Elicker harnesses internet media
While the 2013 mayoral candidates — Democrat Toni Harp ARC’78 and Independent Justin Elicker FES’10 SOM’10 — are both in the final stretch of a campaign for the same office, they have embraced two different ways of delivering their messages to New Haven voters.
Toni Harp ARC ’78, the Democratic candidate, has utilized more traditional advertising, such as yard signs, while petitioning candidate Justin Elicker’s FES ’10 SOM’10 advertising has present newer techniques.
Of the three members of the New Haven Board of Alderman interviewed — none of whom represented Yale, Elicker or Harp — all agreed that Harp’s campaign had put up more signs in their wards. All three aldermen said they had seen Elicker’s TV ad, while two of them said they had seen Harp’s.
Elicker, on the other hand has deployed some less orthodox techniques – namely, he has used the Internet, mainly Youtube, to communicate directly with voters via twelve videos. He has even famously given out his personal cell phone number at debates.
Sacred Heart University Political Science Professor Gary Rose said that he found Elicker’s use of Youtube an excellent way to reach young voters, though it was also an indication of his general “underdog” status.
“That appeals to a particular slice of the New Haven electorate and that in itself is important,” he said. “Everything this guy can do to elevate his profile is important.”
Elicker has also deployed some more orthodox advertising methods, moreover – on October 24, for example, he began taking part in one of the greatest clichés of modern politics, running his first TV ad of the campaign.

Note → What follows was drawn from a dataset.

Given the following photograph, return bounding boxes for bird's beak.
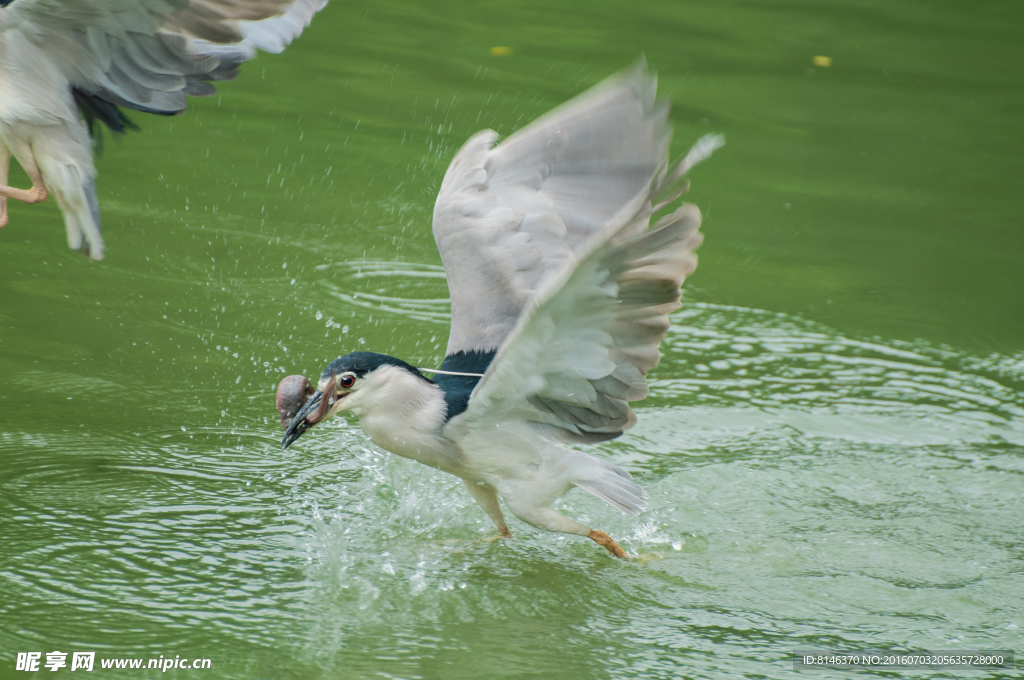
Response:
[281,376,338,449]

The tactic apparently seeks to compensate for a weakness Elicker himself articulated in a previous Youtube video to supporters – namely, his campaign’s name recognition. Elicker agreed with this proposition in an interview with the News, while adding “it’s easier for Toni [Harp], because she’s just been around forever.”
Harp has since followed Elicker with her own TV ad, which began airing October 31. The ad, like Elicker’s, is positive – the Democratic-endorsed candidate does not mention her opponent and focuses instead on biographical details, as well as Harp’s Legislature success in passing gun safety laws and funding New Haven after-school programs.

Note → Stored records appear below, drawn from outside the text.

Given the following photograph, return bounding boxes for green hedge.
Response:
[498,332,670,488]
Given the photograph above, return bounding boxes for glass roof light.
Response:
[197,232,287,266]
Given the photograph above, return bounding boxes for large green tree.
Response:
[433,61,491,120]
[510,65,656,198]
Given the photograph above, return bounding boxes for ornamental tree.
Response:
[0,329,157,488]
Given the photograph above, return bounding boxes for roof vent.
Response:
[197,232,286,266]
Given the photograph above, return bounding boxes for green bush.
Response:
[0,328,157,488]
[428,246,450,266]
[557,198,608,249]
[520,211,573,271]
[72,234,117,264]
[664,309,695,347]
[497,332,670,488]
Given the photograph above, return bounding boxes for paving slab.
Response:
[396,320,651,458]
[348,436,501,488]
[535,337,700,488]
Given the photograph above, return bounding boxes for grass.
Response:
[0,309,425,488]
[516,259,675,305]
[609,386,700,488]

Rose said that Harp’s ad was primarily a tactic of “getting out her base,” and that the ad did not reflect any actual concern on the part of the campaign for Harp’s performance tomorrow. He added that Harp has “a pretty good war chest” and that the ad was probably an “insurance” measure.
According to the last filing deadline Harp has raised an aggregate total of $503,496, whereas Elicker has raised $308,481 since their respective campaigns began.